Jan Willem Duyvendak: ‘Dat is niet bij alle afdelingen even veel gebeurd. Ik wil op persoonlijke titel wel zeggen dat ik het jammer vind dat studenten in een aantal steden niet die brede oriëntatie meekrijgen. Ik vind de historische richtingenstrijd tussen kwalitatief en kwantitatief onderzoek eerlijk gezegd een achterhoedegevecht. In Amsterdam zie je dat dat onderscheid wegvalt. Het big data-onderzoek wordt gedaan door mensen die voorheen als kwalitatief werden beschouwd.’

Is er genoeg thematische diversiteit binnen de sociologie?

Jan Willem Duyvendak: ‘Sommige klemmende maatschappelijke vraagstukken worden heel goed door sociologen opgepakt, zoals migratie en integratie. Maar ik ben wel wat verontrust door de relatief kleine aandacht voor de grote veranderingen in de verzorgingsstaat. Onze voorgangers waren daar veel meer mee bezig.’

Godfried Engbersen: ‘Iedere generatie heeft z’n eigen onderwerpen. Maar de grote vragen rond ongelijkheid, cohesie en identiteit zijn nog steeds actueel. Dat is de kracht van de sociologie. We hebben geen beroepsveld zoals de pedagogiek of de psychologie. Wij moeten het hebben van onze maatschappelijke verbeelding: wat zijn de nieuwe, grote publieke kwesties? En hoe moeten we die waarnemen en duiden. Daaraan bestaat nog steeds een grote behoefte. Dat zouden we beter kunnen etaleren.’

Wat zijn die grote kwesties?

Godfried Engbersen: ‘Internationale ongelijkheid en solidariteit, daar hoor je weinig over.’

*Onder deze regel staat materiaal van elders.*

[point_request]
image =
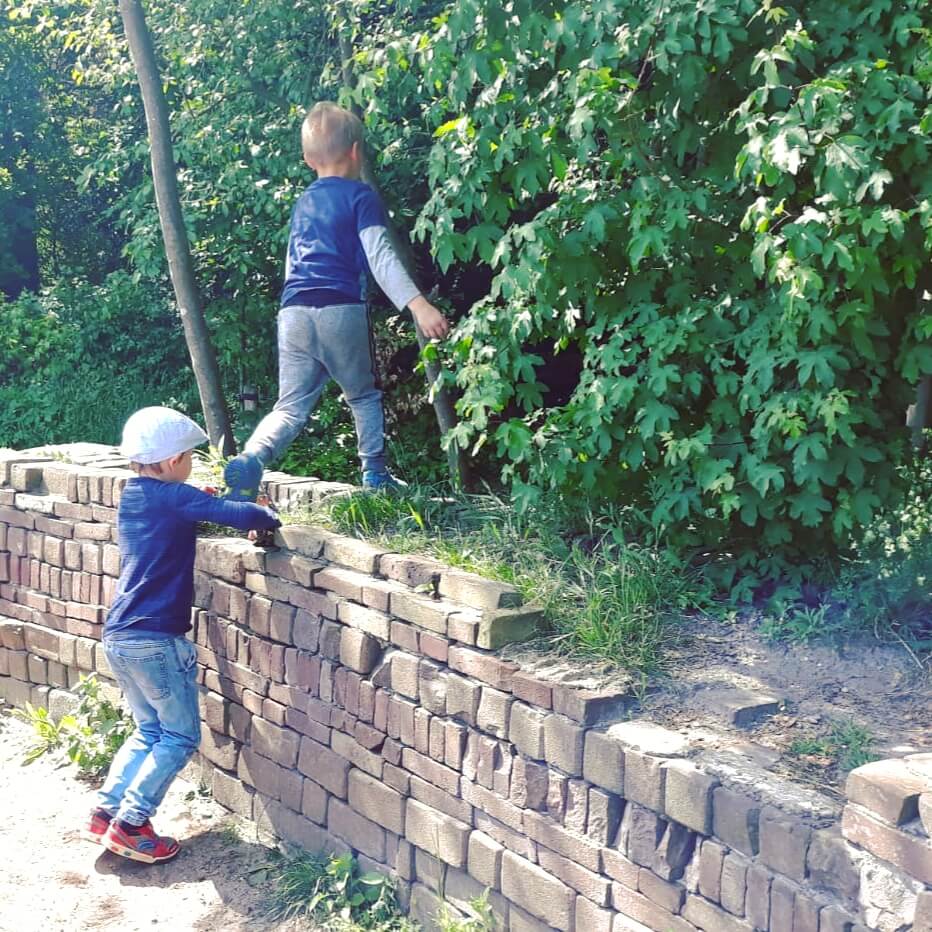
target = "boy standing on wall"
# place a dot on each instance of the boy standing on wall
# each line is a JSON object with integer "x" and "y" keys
{"x": 144, "y": 635}
{"x": 338, "y": 231}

Jan Willem Duyvendak: ‘Er is veel aandacht voor toenemende en nieuwe vormen van ongelijkheid. In het onderwijs, op de woningmarkt. Ongelijkheidsonderzoek kent een lange traditie in de sociologie. Maar worden we wel gehoord? Sluiten onze analyses aan bij de dominante maatschappelijke discussies? We leven in onsociologische tijden, heb ik wel eens beweerd. In heel veel van de maatschappelijke en politieke analyses krijgen individuen de schuld. Sociologisch redeneren is geen gemeengoed onder politici. Soms gaat het wel heel uitgesproken over groepen en líjkt het heel sociologisch, bijvoorbeeld als het gaat over Marokkaanse jongeren. Maar dan moeten sociologen een ingewikkelde manoeuvre uithalen, want dan vinden we het begrip van groepen te grof.’

‘Dat is in mijn eigen onderzoeksgroep een voortdurende spanning. Neem dat filmpje uit Molenbeek, van die vrouw die voortdurend wordt lastiggevallen, vooral door jongeren met een migratieachtergrond. Het is bij ons omstreden om daar in termen van groepen te praten. Dat is toch wel curieus voor sociologen. Je moet begrijpen waarom individuen uit bepaalde groepen met een migratieachtergrond zo handelen. Je moet geen angst ontwikkelen om in termen van groepen te denken.’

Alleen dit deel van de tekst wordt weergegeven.